It’s unromantic. It’s a bit negative. But if your children have assets, a pre-nup might be the best wedding present you could give them should the marriage or civil partnership not stand the test of time.
When your child enters into a marriage, their assets – savings, property, etc – usually becomes shared with their new spouse. If the marriage breaks down, all shared assets will be divided equally, subject to the particular circumstances of the marriage. Often this is completely fair if both partners enter a marriage with similar levels of assets and contribute to the marriage. But sometimes, life isn’t that straightforward.

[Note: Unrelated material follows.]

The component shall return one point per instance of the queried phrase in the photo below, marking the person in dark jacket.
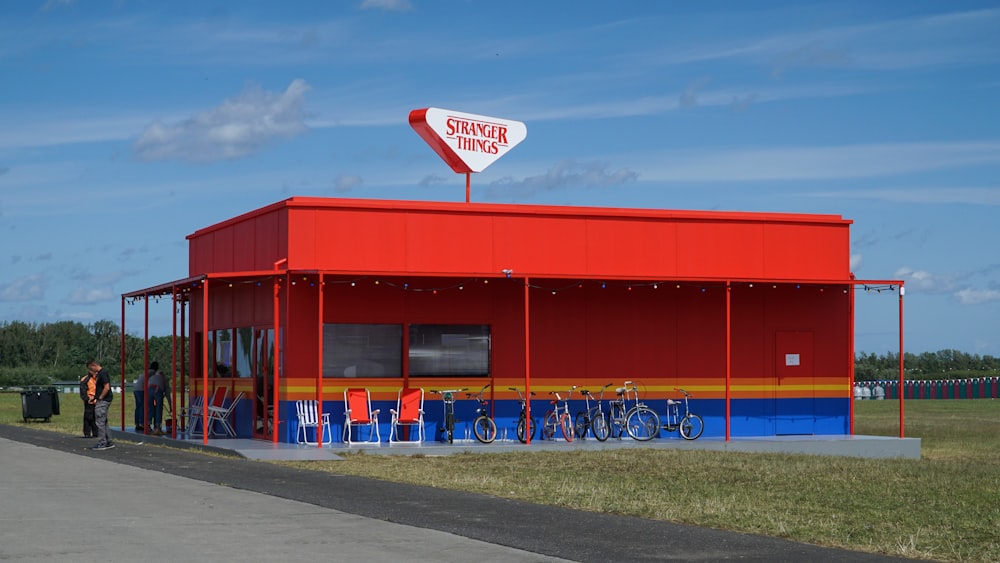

Here are some reasons, why you might want to consider a pre-nup:
- To clarify how the parties will conduct their financial affairs during the marriage, to enable the couple (especially the financially weaker party) to have transparency at the start of the marriage. This may also assist the financially weaker party to feel financially secure within the marriage
- To provide certainty for couples who wish to formally agree how their assets should be divided if they later separate or divorce
- To protect assets (such as inherited wealth or pre-marital property) from a later financial claim
- To limit scope for uncertain, emotionally draining and financially costly court proceedings in the event of the future breakdown of the marriage.
- Pre-nups are important if you have children from a previous relationship that you want to support
- You can even decide what would happen to any pets
There are also other reasons for considering a pre-nup:
- Pre-nups allows for both parties to enter a marriage being open and honest about their affairs and what assets they have. A surprisingly large number of couples don’t talk about money before they wed; this is a great opportunity to do so. It might even put the marriage on a more stable basis
- Should a marriage break down, there is a roadmap of what happens next. Better to have that roadmap outlined when a couple are on speaking terms and friendly than when life is acrimonious and difficult
- This in turn reduces cost should a divorce take place. If there is a prenup outlining what assets will be split, many couples can follow that plan and reduce legal disputes. Finances are usually the most difficult aspect of any divorce. So why not try and avoid that from the start?
Whilst the court will have regard to a properly drafted pre-nup, they are still not legally binding in English Law. It is vitally important that both parties seek independent legal advice, so as to make the agreement as fair as possible and give it the best chance of success in the event of a breakdown of the marriage.
A pre-nup might sound unexciting, overly-practical and pessimistic. But after the dinner plates have cracked, and the towels gone a bit thin, a pre-nup will still stand and could be the best wedding present you could give.